I have an optimization problem
$$Min : \ 3x_{11} + 5x_{12} + 4x_{21} + 3 x_{22} - (10x_{11}x_{22} + 2x_{12}x_{21})$$ subject to the following constraints :
$$ x_{11} + x_{12} = 1$$ $$ x_{21} + x_{22} = 1$$
where $x_{11}. x_{12}, x_{21}, x_{22}$ are Integer Variables taking values either $0$ or $1$.

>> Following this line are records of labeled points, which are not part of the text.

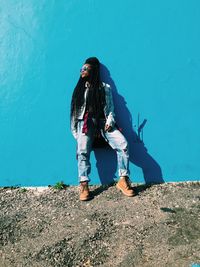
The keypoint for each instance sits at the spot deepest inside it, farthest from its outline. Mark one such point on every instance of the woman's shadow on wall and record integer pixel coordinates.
(106, 163)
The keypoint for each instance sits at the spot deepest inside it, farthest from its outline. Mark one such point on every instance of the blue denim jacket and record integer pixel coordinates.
(108, 109)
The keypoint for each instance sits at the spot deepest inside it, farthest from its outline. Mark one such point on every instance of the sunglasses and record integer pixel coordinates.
(86, 68)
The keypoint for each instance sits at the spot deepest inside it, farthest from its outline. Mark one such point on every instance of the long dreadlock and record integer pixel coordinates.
(96, 96)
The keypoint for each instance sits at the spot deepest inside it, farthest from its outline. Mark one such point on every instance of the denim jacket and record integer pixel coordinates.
(108, 109)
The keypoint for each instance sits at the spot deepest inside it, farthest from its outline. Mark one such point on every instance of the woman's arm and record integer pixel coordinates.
(109, 108)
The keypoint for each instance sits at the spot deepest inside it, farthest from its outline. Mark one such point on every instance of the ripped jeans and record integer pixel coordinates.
(84, 146)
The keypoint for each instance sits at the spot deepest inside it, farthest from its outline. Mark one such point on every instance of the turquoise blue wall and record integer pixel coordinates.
(150, 54)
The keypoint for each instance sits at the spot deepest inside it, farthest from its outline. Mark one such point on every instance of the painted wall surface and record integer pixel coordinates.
(150, 55)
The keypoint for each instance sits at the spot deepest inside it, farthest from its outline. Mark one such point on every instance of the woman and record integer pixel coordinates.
(92, 113)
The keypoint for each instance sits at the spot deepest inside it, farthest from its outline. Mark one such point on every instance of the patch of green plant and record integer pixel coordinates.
(11, 187)
(60, 185)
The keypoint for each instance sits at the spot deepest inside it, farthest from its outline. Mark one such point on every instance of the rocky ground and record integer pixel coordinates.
(47, 227)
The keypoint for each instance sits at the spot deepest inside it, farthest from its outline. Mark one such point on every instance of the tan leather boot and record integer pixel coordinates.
(84, 191)
(124, 185)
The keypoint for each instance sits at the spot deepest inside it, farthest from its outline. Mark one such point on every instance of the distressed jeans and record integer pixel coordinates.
(84, 146)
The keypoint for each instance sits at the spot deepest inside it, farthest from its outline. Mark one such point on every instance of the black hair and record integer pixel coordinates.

How do I convert the objective function to a linear one?
On
The general linearization of a product of binary variables is overkill here. Instead, first substitute $x_{12} = 1 - x_{11}$ and $x_{22} = 1 - x_{21}$ to obtain objective function \begin{align} &3x_{11} + 5x_{12} + 4x_{21} + 3 x_{22} - 10x_{11}x_{22} - 2x_{12}x_{21}\\ &=3x_{11} + 5(1 - x_{11}) + 4x_{21} + 3 (1 - x_{21}) - 10x_{11}(1 - x_{21}) - 2(1 - x_{11})x_{21}\\ &=3x_{11} + 5 - 5 x_{11} + 4x_{21} + 3 - 3 x_{21} - 10x_{11} +10x_{11} x_{21} - 2x_{21} +2 x_{11} x_{21}\\ &=8 - 12x_{11} - x_{21} +12x_{11} x_{21}. \end{align} Now introduce $y \ge 0$ to represent $x_{11} x_{21}$. Because we are minimizing, and the objective coefficient is $12>0$, we need only enforce $y\ge x_{11} x_{21}$, which we can do with a single linear constraint $y\ge x_{11} + x_{21} - 1$. In summary, the problem is to minimize $$8 - 12x_{11} - x_{21} +12y$$ subject to: \begin{align} y&\ge x_{11} + x_{21} - 1\\ x_{11} &\in \{0,1\}\\ x_{12} &\in \{0,1\}\\ y &\ge 0 \end{align} The optimal solution is $(x_{11},x_{21},y)=(1,0,0)$, which yields objective value $-4$ and corresponds to $(x_{11},x_{12},x_{21},x_{22})=(1,0,0,1)$ in the original space.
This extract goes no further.